Lung water accumulates abnormally in a substantial fraction of severe sepsis patients without recognized respiratory complications. These subtle abnormalities of pulmonary function may represent subclinical lung injury, which are undetectable by standard techniques and current clinical definitions. Furthermore, EVLW has prognostic implications for patients with severe sepsis and ARDS, and correlates with the severity of lung injury. More importantly, EVLW is highly prognostic for critically ill patients with chronic alcohol abuse, presumably representing intrinsic altered alveolar–capillary integrity. Further investigation is required to confirm these findings and to determine the utility of EVLW as a diagnostic or prognostic marker in patients with severe sepsis.

Key messages

  • The majority of severe sepsis patients have increased amounts of EVLW, including those who do not meet clinical criteria defining ARDS.

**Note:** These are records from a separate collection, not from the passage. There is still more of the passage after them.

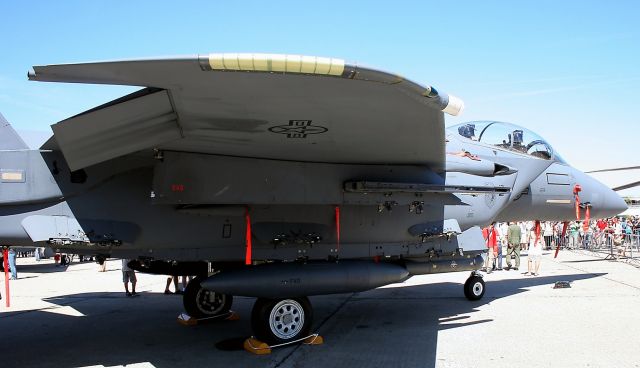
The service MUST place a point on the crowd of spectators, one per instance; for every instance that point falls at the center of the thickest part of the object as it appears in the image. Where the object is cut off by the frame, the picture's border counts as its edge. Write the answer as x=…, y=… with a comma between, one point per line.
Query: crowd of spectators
x=614, y=234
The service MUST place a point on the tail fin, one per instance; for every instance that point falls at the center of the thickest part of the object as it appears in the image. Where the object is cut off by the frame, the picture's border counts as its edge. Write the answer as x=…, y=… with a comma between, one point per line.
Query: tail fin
x=9, y=138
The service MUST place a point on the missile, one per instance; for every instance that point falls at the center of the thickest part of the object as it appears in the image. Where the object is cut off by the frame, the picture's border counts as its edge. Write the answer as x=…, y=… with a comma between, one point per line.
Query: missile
x=293, y=279
x=282, y=280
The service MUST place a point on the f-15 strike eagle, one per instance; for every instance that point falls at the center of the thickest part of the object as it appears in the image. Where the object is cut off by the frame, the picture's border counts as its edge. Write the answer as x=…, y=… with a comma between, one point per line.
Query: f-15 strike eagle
x=278, y=177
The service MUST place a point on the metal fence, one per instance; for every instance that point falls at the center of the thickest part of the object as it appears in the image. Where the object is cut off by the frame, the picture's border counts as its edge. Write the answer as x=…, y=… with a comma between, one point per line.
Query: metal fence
x=624, y=247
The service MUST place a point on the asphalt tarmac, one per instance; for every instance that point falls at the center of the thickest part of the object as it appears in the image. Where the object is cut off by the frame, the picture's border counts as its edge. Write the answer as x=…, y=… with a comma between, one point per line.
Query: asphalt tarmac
x=77, y=317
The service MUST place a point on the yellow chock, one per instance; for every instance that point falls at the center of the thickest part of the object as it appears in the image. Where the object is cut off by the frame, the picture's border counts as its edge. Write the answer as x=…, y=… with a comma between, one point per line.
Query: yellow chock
x=186, y=320
x=256, y=346
x=313, y=340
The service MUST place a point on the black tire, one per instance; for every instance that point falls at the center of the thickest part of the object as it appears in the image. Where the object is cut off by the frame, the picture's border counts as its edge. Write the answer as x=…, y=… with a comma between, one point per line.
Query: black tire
x=474, y=288
x=279, y=321
x=200, y=303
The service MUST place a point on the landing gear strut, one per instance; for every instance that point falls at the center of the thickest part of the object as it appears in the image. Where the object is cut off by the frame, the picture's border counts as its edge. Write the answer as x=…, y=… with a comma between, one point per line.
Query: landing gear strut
x=200, y=303
x=279, y=321
x=474, y=286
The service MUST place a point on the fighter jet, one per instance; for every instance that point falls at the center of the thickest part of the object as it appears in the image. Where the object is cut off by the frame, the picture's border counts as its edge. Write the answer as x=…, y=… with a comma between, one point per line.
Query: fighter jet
x=279, y=177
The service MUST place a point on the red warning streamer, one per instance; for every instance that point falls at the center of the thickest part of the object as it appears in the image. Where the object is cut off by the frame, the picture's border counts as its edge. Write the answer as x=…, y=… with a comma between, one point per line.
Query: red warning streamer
x=247, y=218
x=338, y=227
x=5, y=254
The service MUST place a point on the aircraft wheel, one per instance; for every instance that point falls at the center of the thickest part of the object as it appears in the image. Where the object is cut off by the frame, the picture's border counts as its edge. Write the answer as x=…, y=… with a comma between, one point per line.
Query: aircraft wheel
x=278, y=321
x=474, y=288
x=200, y=302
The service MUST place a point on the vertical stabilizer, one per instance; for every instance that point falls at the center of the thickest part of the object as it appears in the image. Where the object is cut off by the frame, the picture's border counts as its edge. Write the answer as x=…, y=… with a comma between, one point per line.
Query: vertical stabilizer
x=9, y=139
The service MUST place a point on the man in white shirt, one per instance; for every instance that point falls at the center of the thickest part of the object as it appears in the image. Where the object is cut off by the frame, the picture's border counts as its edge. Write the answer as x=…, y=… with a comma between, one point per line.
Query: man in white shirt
x=128, y=275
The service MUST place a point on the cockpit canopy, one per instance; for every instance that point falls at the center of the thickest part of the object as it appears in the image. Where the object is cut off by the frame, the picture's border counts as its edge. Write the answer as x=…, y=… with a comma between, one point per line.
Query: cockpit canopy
x=507, y=136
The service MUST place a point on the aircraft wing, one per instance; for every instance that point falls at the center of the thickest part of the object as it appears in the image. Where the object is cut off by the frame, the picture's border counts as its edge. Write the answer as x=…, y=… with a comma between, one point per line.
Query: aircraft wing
x=284, y=107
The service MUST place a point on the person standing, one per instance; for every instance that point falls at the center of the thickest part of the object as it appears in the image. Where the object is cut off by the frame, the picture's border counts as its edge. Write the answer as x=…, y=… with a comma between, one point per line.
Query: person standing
x=502, y=234
x=574, y=232
x=12, y=264
x=128, y=275
x=535, y=252
x=548, y=234
x=491, y=240
x=514, y=236
x=175, y=285
x=525, y=227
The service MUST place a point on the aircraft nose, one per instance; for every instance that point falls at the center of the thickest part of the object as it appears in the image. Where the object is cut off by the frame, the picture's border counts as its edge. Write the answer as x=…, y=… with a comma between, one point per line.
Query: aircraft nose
x=605, y=202
x=613, y=204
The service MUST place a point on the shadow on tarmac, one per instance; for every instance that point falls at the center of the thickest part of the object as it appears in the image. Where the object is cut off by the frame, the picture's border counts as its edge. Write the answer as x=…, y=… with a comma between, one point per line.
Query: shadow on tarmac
x=394, y=326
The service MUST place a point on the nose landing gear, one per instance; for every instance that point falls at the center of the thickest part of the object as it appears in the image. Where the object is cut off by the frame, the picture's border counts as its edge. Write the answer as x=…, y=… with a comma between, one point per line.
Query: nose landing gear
x=474, y=287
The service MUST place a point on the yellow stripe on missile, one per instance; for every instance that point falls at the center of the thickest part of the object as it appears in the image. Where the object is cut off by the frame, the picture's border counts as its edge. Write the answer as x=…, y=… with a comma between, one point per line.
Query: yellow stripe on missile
x=278, y=63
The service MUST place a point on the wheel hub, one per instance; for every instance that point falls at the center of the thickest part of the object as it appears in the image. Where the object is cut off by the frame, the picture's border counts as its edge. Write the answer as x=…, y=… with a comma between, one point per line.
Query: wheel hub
x=286, y=319
x=209, y=302
x=477, y=288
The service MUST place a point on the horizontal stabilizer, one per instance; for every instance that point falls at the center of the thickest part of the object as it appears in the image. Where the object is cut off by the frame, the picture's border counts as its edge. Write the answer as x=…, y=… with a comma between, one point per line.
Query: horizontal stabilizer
x=142, y=121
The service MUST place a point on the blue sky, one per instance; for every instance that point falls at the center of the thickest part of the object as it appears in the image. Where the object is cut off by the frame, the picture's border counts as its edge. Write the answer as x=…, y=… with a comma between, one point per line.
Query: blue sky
x=567, y=70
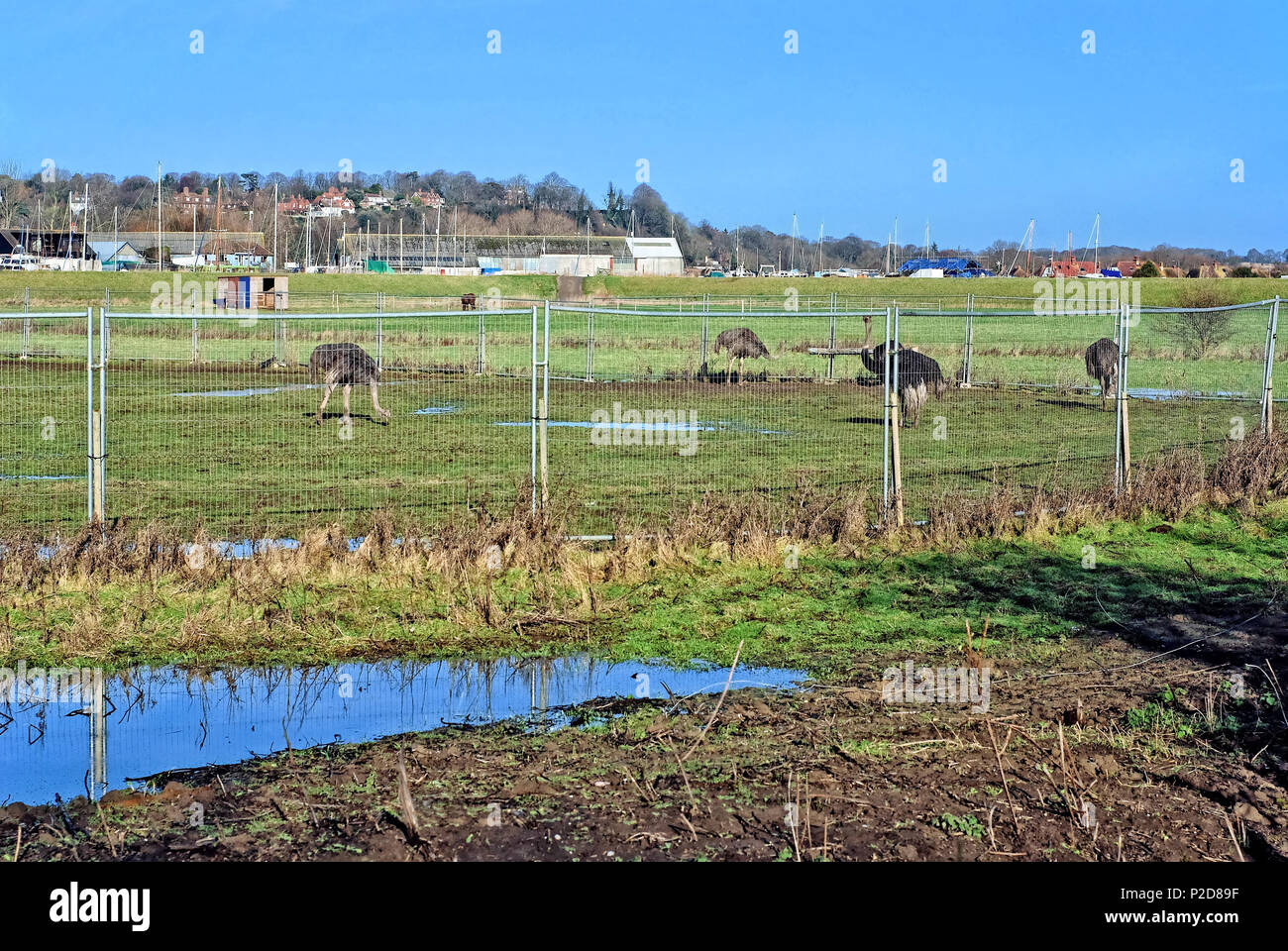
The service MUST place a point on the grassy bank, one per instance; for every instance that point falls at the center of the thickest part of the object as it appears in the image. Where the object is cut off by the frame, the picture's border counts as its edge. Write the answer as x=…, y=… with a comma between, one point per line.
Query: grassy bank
x=132, y=290
x=815, y=606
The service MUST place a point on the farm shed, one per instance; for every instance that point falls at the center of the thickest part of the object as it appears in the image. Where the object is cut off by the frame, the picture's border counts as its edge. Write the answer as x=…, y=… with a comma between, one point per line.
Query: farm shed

  • Increased EVLW is associated with worse survival in patients with severe sepsis, whereas the minority of ARDS patients with normal amounts of EVLW have greater chances of survival.

  • Chronic alcohol abuse is associated with increased quantities of EVLW, presumably reflecting inherent alveolar–capillary barrier dysfunction.

  • Measurements of EVLW may serve to risk stratify severe sepsis patients and to improve patient management.